Reinforcement learning is like many topics with names ending in -ing, such as machine learning, planning, and mountaineering, in that it is simultaneously a problem, a class of solution methods that work well on the class of problems, and the field that studies these problems and their solution methods.
Reinforcement learning problems involve learning what to do—how to map situations to actions—so as to maximize a numerical reward signal. In an essential way they are closed-loop problems because the learning system’s actions influence its later inputs. Moreover, the learner is not told which actions to take, as in many forms of machine learning, but instead must discover which actions yield the most reward by trying them out.
In the most interesting and challenging cases, actions may affect not only the immediate reward but also the next situation and, through that, all subsequent rewards. These three characteristics—being closed-loop in an essential way, not having direct instructions as to what actions to take, and where the consequences of actions, including reward signals, play out over extended time periods—are the three most important distinguishing features of reinforcement learning problems
Example of Reinforcement learning
A good way to understand reinforcement learning is to consider some of the examples and possible applications that have guided its development.
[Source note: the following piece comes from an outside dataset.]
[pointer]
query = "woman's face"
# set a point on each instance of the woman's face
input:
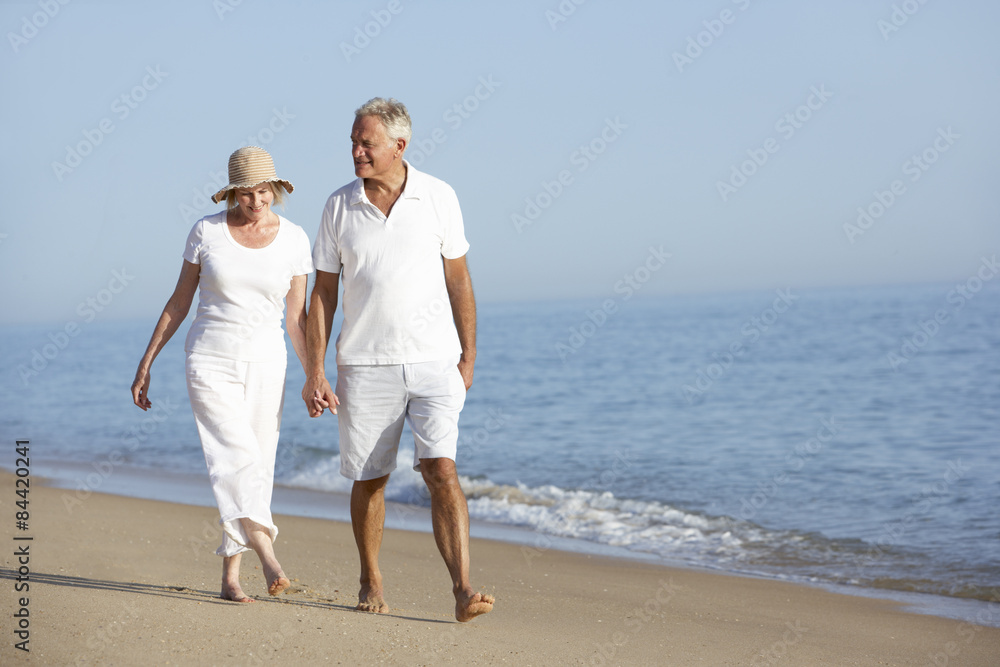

- A master chess player makes a move. The choice is informed both by planning—anticipating possible replies and counterreplies—and by immediate, intuitive judgments of the desirability of particular positions and moves
- An adaptive controller adjusts parameters of a petroleum refinery’s operation in real time. The controller optimizes the yield/cost/quality trade-off on the basis of specified marginal costs without sticking strictly to the set points originally suggested by engineers.